Politics & Global Corporatization
<Caveat:>
I've always steered away from politics — being a math
major in college and a programmer for 32 years makes me far
prefer questions that actually have answers. Any political
posts that I make here tend to take a slightly naive,
very idealistic, and moderately long-term view of the
situations.
</Caveat:>
Given my general distaste for political discussions,
it's been odd for me to run across three different but
somewhat interconnected items about Global
Corporatization, the unipolar world, and a bit
of US foreign policy history — the odd bit being
that I found all three very interesting.
It's refreshing to read some writing that
makes ya think.
-
Arundhati Roy talk in Santa Fe, and conversation with Howard Zinn.

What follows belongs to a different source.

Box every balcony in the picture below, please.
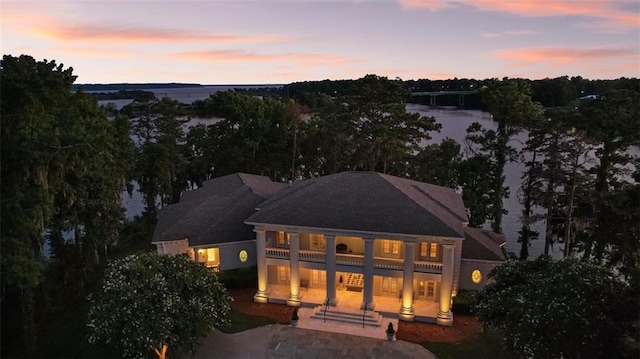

I do not agree completely with what she says and how she
says it — e.g, one-sided Israeli history that omits
the Arab attacks that led directly to the 1967 expansion.
-
Fareed Zakaria Article from New Yorker Magazine
that mentions the word
Realpolitik three times.
- "The Alarm!", a
local Santa Cruz area free political paper. Might be
described as somewhat leftist. Oooh, their website seems to
be completely empty. HAVE THEY BEEN SILENCED?
(Fodder for conspiracy buffs.)
My main point in the rest of this article:
Corporations are not democracies,
and in fact the recent vast increases in corporate
power undermine democratic rule, in part because of
their effect of concentrating wealth.
My second point:
The "anti-globalization movement" should really do
their damnedest to get that name changed.
That's just exceptionally poor marketing.
I have always found absurdity in the silly protests against
globalization. Globalization (in, yeah, yeah, yeah, Lennon's
"imagine no country" terms) is IMHO utterly inevitable given
a global communications system. It is a global economy.
There remain artificial national boundaries, but given enough
communication among peoples in different parts of the world,
those people will eventually obliterate those boundaries.
I am refreshed to see Roy being careful to distinguish the
problem as Corporate globalization. IMHO, that's not even
actually an accurate way to put it. The problem is
Global Corporatization.
"We" (the US public, as directed, cajoled, and exhorted by the
corporate media) oversimplify our political views into ONE BIT.
(LEFT or RIGHT. Liberal or Conservative.) See the
"World's Smallest Political Quiz for a slightly
less oversimplified view. (There's an omitted tangent here,
on Libertarianism GONE TOO FAR).
"We" also oversimplify our views of governmental systems
versus economic systems.
E.g., Communism, in its "ideal" form (i.e., if there were
a population that would "play nice"), is attractive as an
economic system (though not workable in the real world),
but it is not a system of government and the
attempts to make it so have almost all failed economically.
Similarly, the public in the US are currently confused between
democracy (a form of government) and Corporatization
(an emphatically non-democratic form of economic system).
We are told by the (corporate) media that the two must go hand-in-hand,
and that the corporate form of the Free Market is the only form
that can exist in a democracy. Bullshit.